According to the tax law of Bangladesh, the tax rate for listed companies is 25%, and the tax rate for non-listed companies is 32.5%. The rate for non-listed companies was recently exempted from 35%. The government of Bangladesh also offers tax incentives for overseas companies investing in special economic areas and hi-tech park zones.
Based on the new amendment, an additional surcharge of 2.5 percent is charged on the income of companies in the tobacco sector. There is also a reduction of the corporate income tax rate for companies to 15 percent in the readymade garments sector. The tax rate has also been reduced to 14 percent for companies with internationally recognized green building certificates of the sector.
The tax rate for listed banking companies, insurance companies, and financial institutions is 40% and 42.5% for non-listed ones. The tax rate is 45% for Cigarette manufacturers and mobile phone operators before the additional surcharge.
Companies that produce and export knitted garments and woven garments get an exemption of 20% on corporate income tax. The tax rate of companies engaged in the production or export of jute products is 10%. Usually, a company gets a 50% exemption on export earnings.

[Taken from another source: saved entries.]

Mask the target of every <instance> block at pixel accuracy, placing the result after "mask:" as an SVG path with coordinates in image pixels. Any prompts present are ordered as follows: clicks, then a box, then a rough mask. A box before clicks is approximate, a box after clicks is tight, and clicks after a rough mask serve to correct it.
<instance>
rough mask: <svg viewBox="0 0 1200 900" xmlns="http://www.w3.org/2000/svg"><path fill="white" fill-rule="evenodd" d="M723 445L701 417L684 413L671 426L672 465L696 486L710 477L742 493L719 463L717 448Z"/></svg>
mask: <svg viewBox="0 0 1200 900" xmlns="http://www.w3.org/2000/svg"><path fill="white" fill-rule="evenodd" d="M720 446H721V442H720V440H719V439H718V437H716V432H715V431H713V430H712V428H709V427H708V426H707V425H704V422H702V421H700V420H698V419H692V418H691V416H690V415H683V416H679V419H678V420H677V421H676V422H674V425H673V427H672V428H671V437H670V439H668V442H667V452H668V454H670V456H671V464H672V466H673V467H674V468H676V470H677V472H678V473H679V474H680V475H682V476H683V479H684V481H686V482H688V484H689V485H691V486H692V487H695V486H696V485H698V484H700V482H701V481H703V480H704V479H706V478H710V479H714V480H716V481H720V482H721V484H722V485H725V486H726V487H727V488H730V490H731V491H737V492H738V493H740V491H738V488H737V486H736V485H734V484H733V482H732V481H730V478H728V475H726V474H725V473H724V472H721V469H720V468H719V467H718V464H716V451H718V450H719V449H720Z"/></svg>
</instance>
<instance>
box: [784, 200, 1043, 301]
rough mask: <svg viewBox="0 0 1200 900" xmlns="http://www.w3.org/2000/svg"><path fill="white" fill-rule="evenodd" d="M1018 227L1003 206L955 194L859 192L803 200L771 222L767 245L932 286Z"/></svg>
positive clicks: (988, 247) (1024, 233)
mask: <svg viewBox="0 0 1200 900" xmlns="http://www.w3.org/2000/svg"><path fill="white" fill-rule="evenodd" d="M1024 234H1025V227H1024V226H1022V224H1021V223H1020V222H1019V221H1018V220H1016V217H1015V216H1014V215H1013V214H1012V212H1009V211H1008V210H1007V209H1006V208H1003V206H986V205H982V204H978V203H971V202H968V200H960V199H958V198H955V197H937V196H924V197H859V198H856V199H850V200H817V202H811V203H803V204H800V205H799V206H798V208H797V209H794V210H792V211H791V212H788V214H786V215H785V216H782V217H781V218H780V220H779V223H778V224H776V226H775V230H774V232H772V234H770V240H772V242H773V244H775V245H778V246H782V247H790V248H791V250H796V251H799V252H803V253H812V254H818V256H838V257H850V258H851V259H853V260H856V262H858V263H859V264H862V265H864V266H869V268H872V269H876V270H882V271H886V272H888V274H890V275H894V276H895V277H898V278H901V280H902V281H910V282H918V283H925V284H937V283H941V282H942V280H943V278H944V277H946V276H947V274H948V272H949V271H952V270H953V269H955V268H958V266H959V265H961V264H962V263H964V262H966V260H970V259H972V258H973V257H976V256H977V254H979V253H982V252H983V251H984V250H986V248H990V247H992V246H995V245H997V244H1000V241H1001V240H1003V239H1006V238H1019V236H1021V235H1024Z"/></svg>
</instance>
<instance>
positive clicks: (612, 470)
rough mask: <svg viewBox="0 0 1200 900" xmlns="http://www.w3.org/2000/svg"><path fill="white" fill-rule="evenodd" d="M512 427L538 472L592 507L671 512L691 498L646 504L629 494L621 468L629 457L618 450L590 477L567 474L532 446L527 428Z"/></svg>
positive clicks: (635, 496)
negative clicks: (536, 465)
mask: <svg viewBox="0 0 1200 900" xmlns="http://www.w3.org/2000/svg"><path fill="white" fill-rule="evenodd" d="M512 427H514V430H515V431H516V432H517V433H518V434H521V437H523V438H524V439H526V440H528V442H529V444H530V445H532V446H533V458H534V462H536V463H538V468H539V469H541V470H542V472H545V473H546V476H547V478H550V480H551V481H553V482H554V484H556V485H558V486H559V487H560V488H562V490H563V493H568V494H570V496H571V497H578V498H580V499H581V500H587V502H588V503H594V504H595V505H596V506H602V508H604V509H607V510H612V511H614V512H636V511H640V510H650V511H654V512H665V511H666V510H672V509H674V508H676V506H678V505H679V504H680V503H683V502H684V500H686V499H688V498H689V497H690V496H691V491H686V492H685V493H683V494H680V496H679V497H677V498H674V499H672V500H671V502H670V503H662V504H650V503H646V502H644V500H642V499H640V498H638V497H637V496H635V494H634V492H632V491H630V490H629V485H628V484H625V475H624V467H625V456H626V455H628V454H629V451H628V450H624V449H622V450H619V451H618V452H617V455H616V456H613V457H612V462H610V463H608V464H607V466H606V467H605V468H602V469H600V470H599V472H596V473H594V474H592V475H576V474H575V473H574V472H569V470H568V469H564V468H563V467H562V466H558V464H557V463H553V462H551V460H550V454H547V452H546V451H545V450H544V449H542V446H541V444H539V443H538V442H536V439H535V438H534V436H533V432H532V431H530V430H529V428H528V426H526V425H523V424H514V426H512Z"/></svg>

As per the Finance Act 2015, any eligible taxpayer with an income above BDT 250,000 and female taxpayers and senior taxpayers of age 65 years and above with an income of BDT300,000 needs to pay income tax. The tax-free income threshold limit for retarded taxpayers is BDT 3,75,000. Listed war-wounded freedom fighters need to pay income tax if the income crosses Tk. 4,25,000.
The minimum tax for any individual differs according to the location of residence. For example, in Dhaka and Chittagong City Corporation area, the tax is BDT 5,000; in other City Corporations area, it is BDT 4,000, and in any other areas, it is BDT 3,000.
Taxation is a vital entity of any and every growing country. Having a certain amount of knowledge about different types of taxation and about the new amendments related to taxation can take the people a long way.
As mentioned before, unawareness about types of taxation among the people of Bangladesh is very common and problematic. This ignorance costs the people a hassle in terms of documenting their incomes as well as getting proper exemption which is rightfully theirs.